J'ai rencontré Michel Surprenant pendant l'enquête et je suis certain qu'il aurait été comblé qu'un chef politique épouse cette proposition qu'il a lui-même défendue pendant des années. Un registre public aurait pu changer l'histoire de Julie Surprenant et pourrait changer le cours de la vie de beaucoup d'autres jeunes femmes vivant avec un voisin ayant un passé criminel d'agresseur sexuel sans le savoir. Pourquoi ne pas annoncer sa position au côté de Michel Suprenenant dans une conférence de presse à Québec? Je vois d'ici les gros titres : « Opportunisme! »,« Populisme! », « Calcul politique! ». Les péquistes l'ont fait avec Isabelle Gaston, l'ex-conjointe de Guy Turcotte, et ils n'ont pas été accusés d'opportunisme... Je le répète, il y a une vie en dehors des pages d'opinion de la presse.

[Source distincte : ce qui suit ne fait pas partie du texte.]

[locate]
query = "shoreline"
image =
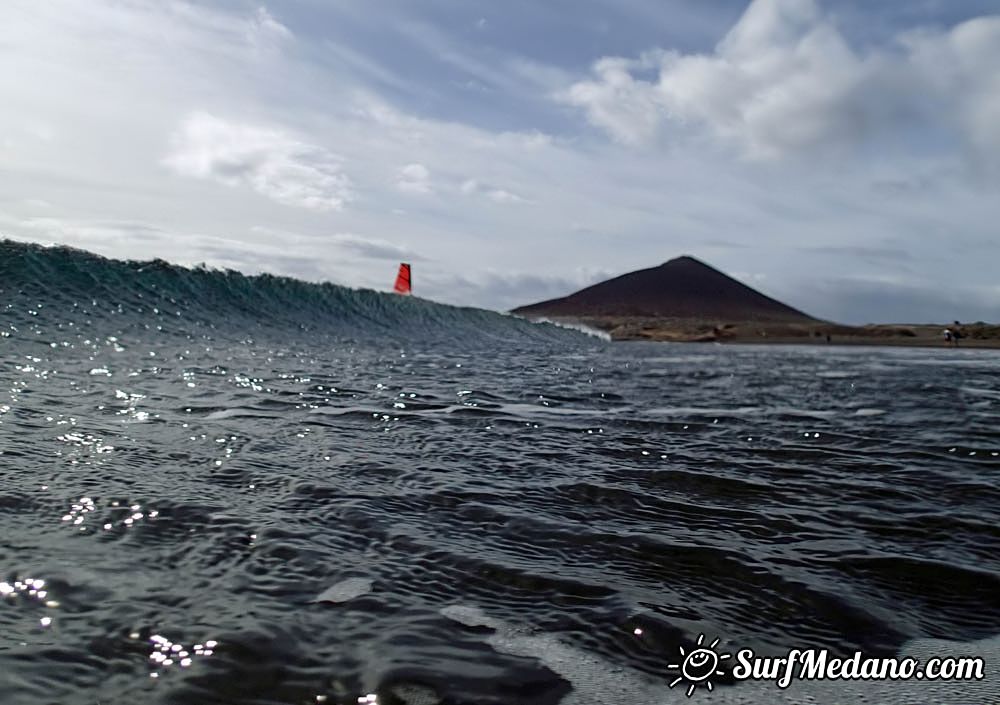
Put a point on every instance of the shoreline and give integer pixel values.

Et c'est celle-ci que la CAQ devra exploiter si elle souhaite refaire partie de l'équation. Les appuis à son parti ne remonteront pas comme par magie ou en attendant de voir les libéraux et les péquistes faire des erreurs.

Ça ne peut pas être pire

Pour François Legault, il ne faut surtout pas tomber dans le piège de penser que le plancher est atteint et qu'il ne peut que remonter à partir de maintenant. La Coalition n'avait sans doute pas prévu qu'à peine quatre mois après la formation de son parti, il se retrouverait aussi mal en point dans les sondages. En fait, c'est au point que l'opposition officielle ne semble plus à porter de main des coalisés et que la possibilité d'être reconnu comme groupe parlementaire s'éloigne tout autant.

Les mauvais sondages, rumeurs de démission, déclarations malheureuses, candidats potentiels qui reculent... Le début d'année de la CAQ n'aura pas été de tout repos. J'imagine déjà l'entourage de Legault se dire : ça peut pas être pire.

Malheureusement oui, ça peut toujours « être pire ». Combien de fois dans ma carrière politique suite à une nouvelle catastrophe j'ai entendu un philosophe à deux balles dire : «Vous en faites pas, on a atteint le fond du baril. Ça ne peut pas être pire. » Eh ben non. J'en ai été la preuve vivante et bientôt s'ils continuent de vouloir ménager la chèvre et le chou, les gens autour de François Legault vont eux aussi découvrir qu'un baril parfois, ça n'a pas de fond.